Can someone recommend a good site that i can load up with stock symbols i'm interested in tracking and have email notification when it hit's a high or low etc? I'm looking for an email notification tool in Questrade but don't see one on their site.
thanks in advance


----------



## SixesAndSevens (Dec 4, 2009)

questrade has email notification...what criteria are you looking for?


----------



## Steve64 (Jun 28, 2016)

I would like to pick a stock (XSP.TO for example) and be notified if the stock drops below 33.19 (for example)


----------



## EPS_Investor (Sep 7, 2017)

Stockwatch, been using it for 15 years and it's paid itself off literally a thousand times over. You can make big lists and it sends you updates on news, financials, etc. You can also get house trades and all sort of other tools. The filtering system is the best, I can fire through 1800 small caps within a week just going through the most recent quarters and seeing if they are profitable or not. Gives you a huge edge to finding gems in the rough. But if you just want a list of blue chips or large caps, it works well for that too.


----------



## AltaRed (Jun 8, 2009)

Steve64 said:


> I would like to pick a stock (XSP.TO for example) and be notified if the stock drops below 33.19 (for example)

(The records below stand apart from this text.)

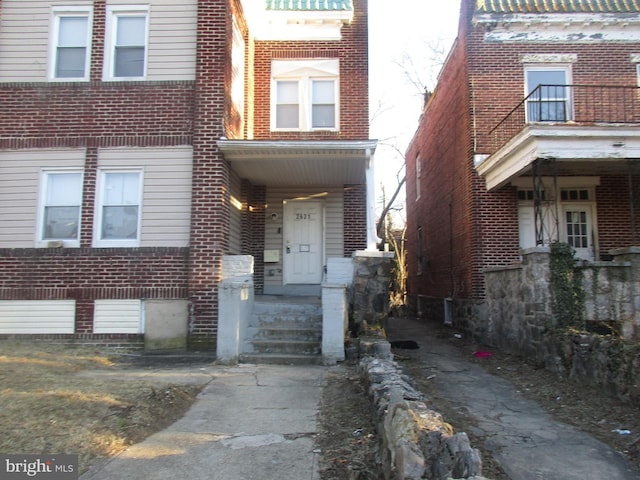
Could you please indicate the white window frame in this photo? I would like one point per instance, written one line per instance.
(56, 14)
(542, 67)
(98, 241)
(42, 204)
(589, 205)
(305, 72)
(114, 12)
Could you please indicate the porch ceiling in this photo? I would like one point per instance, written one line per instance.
(578, 150)
(301, 163)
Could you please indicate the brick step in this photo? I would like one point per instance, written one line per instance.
(280, 359)
(297, 347)
(280, 331)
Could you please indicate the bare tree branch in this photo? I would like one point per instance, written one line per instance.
(387, 207)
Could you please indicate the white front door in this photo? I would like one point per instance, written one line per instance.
(303, 243)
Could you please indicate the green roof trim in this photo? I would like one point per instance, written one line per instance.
(310, 5)
(558, 6)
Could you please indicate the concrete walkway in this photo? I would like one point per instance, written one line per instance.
(527, 442)
(249, 422)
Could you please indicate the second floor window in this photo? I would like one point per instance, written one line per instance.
(548, 94)
(71, 45)
(126, 53)
(304, 95)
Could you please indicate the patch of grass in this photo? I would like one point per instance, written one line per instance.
(50, 405)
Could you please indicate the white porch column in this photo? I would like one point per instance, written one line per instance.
(372, 235)
(235, 303)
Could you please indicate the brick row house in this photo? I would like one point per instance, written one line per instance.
(531, 137)
(142, 142)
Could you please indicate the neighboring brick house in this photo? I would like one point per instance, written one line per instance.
(530, 137)
(140, 142)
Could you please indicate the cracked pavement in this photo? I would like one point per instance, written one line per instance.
(249, 422)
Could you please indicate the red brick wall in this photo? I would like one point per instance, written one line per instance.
(210, 196)
(100, 114)
(88, 274)
(446, 205)
(614, 199)
(355, 218)
(465, 228)
(352, 53)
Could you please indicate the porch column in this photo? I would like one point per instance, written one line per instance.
(372, 235)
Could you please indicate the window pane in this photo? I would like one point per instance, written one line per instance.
(61, 223)
(545, 77)
(63, 197)
(287, 92)
(323, 91)
(71, 62)
(131, 31)
(287, 116)
(73, 32)
(119, 222)
(121, 188)
(64, 189)
(323, 116)
(129, 62)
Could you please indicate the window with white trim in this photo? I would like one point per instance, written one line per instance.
(118, 203)
(126, 42)
(71, 46)
(61, 202)
(548, 94)
(304, 95)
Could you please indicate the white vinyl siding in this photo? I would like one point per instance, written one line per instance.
(172, 40)
(37, 316)
(333, 222)
(166, 195)
(21, 60)
(171, 51)
(20, 172)
(117, 316)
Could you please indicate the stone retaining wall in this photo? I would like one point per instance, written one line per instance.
(414, 441)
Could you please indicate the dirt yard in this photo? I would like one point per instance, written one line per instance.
(586, 408)
(347, 437)
(48, 403)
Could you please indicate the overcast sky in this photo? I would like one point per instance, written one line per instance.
(397, 30)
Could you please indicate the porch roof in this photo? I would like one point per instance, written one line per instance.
(558, 6)
(578, 150)
(299, 163)
(302, 5)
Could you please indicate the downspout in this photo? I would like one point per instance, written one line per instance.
(372, 236)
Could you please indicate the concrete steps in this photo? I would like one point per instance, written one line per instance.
(284, 330)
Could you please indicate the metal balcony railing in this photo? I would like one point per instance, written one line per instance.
(570, 105)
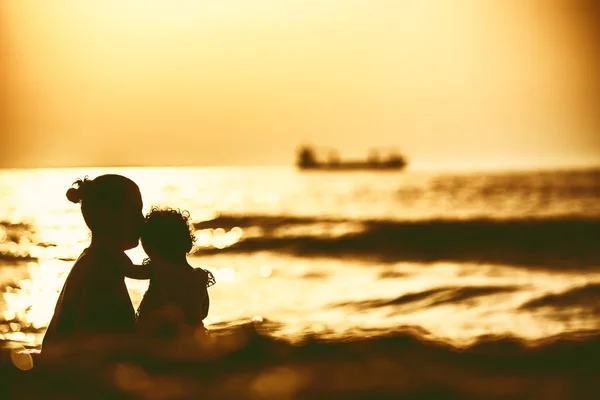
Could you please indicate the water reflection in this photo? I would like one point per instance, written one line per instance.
(300, 292)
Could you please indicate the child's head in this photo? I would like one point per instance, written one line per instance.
(112, 208)
(168, 233)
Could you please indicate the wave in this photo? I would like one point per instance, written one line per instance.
(584, 299)
(542, 242)
(432, 297)
(247, 363)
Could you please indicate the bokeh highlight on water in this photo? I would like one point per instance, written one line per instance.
(337, 254)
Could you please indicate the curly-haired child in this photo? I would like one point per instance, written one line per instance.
(177, 295)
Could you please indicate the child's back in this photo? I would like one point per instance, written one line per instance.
(177, 294)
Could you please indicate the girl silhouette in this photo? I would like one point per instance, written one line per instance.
(94, 298)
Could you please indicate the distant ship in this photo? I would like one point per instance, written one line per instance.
(307, 160)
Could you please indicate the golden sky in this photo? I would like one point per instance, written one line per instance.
(456, 83)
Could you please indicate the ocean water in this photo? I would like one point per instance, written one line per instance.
(337, 255)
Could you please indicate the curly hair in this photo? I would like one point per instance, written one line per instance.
(168, 232)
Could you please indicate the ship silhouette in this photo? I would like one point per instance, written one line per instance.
(308, 160)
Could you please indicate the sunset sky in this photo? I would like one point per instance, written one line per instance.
(451, 83)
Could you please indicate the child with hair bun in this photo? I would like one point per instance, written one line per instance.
(177, 295)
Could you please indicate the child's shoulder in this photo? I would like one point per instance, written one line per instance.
(205, 275)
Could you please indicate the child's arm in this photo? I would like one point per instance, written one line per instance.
(138, 271)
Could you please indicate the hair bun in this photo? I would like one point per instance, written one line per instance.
(73, 195)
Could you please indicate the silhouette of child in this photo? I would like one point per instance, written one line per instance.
(94, 299)
(177, 295)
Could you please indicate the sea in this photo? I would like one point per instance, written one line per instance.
(454, 257)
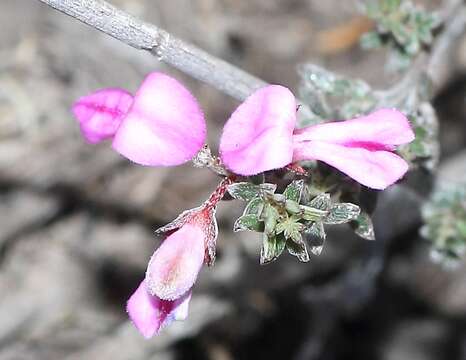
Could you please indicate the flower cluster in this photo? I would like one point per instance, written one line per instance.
(163, 125)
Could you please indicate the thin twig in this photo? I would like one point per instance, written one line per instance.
(189, 59)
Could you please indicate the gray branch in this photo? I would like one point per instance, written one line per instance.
(189, 59)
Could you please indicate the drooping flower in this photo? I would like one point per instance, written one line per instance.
(150, 313)
(164, 295)
(259, 137)
(162, 125)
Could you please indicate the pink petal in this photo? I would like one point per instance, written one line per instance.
(164, 127)
(384, 126)
(375, 169)
(150, 314)
(174, 267)
(258, 135)
(100, 113)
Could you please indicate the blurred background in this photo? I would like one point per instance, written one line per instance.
(77, 221)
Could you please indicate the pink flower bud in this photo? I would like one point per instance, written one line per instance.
(100, 113)
(164, 294)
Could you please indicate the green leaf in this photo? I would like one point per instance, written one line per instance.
(315, 236)
(292, 207)
(246, 191)
(290, 227)
(254, 207)
(321, 202)
(342, 213)
(364, 227)
(312, 214)
(248, 222)
(294, 190)
(272, 247)
(298, 249)
(268, 188)
(270, 217)
(316, 230)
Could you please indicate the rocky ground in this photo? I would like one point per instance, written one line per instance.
(77, 221)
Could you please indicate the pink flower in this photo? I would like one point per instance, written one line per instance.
(163, 296)
(259, 137)
(362, 148)
(162, 125)
(150, 313)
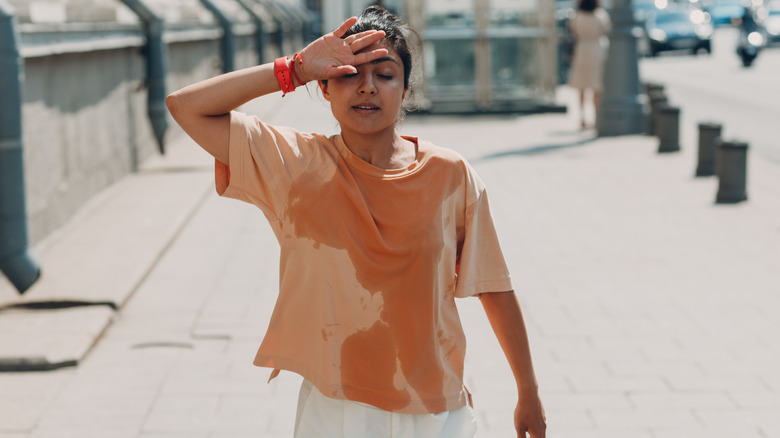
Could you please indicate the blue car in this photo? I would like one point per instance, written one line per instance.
(724, 12)
(674, 29)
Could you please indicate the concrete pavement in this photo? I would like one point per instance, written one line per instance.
(651, 310)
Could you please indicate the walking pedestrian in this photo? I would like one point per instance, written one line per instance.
(378, 232)
(589, 26)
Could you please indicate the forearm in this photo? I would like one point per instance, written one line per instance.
(221, 94)
(506, 319)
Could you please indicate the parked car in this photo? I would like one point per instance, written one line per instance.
(724, 12)
(679, 29)
(771, 21)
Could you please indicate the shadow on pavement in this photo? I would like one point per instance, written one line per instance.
(535, 150)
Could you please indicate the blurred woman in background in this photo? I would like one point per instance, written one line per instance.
(589, 26)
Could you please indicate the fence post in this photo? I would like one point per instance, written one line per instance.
(732, 172)
(16, 261)
(668, 129)
(156, 69)
(709, 135)
(228, 36)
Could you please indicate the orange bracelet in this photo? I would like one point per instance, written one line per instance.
(284, 74)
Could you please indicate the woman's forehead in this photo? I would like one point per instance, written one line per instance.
(383, 44)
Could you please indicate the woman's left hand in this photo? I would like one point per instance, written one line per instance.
(529, 417)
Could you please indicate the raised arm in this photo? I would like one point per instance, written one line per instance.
(506, 318)
(203, 109)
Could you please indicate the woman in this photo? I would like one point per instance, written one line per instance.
(589, 26)
(378, 232)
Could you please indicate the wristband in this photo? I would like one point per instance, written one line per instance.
(284, 74)
(297, 57)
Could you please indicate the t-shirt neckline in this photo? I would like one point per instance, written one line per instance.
(369, 169)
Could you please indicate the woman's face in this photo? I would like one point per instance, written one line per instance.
(369, 101)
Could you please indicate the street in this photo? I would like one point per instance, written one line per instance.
(717, 88)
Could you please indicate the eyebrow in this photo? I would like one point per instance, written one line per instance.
(384, 59)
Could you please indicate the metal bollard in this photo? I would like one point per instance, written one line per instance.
(709, 136)
(657, 100)
(732, 172)
(668, 129)
(654, 87)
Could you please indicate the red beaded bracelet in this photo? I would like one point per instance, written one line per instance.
(300, 61)
(284, 74)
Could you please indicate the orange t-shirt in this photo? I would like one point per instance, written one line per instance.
(371, 262)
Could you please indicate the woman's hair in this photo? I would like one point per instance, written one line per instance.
(589, 5)
(396, 34)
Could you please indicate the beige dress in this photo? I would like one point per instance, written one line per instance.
(589, 30)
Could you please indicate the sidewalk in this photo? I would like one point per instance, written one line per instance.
(651, 310)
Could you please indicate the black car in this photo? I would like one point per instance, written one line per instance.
(679, 29)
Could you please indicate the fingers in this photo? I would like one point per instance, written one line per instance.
(345, 27)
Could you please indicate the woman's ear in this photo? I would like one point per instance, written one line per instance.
(324, 88)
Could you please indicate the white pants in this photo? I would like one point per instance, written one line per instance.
(322, 417)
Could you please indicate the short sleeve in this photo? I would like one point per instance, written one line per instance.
(263, 162)
(481, 264)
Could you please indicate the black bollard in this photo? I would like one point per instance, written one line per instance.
(653, 87)
(668, 129)
(709, 135)
(732, 172)
(657, 100)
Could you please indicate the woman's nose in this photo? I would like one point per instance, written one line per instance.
(367, 87)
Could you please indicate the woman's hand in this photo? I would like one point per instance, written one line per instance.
(330, 56)
(529, 417)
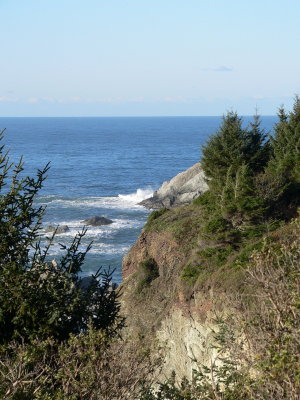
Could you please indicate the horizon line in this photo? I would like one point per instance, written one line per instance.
(132, 116)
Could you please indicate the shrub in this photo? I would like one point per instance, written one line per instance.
(39, 297)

I'd be surprised Questrade did not have a text or email Alert system for price alerts on selected stocks. BMOIL and Scotia iTrade has it.


----------



## RBull (Jan 20, 2013)

AltaRed said:


> I'd be surprised Questrade did not have a text or email Alert system for price alerts on selected stocks. BMOIL and Scotia iTrade has it.


I agree. Seems basic. I can confirm RBCDI has it too.


----------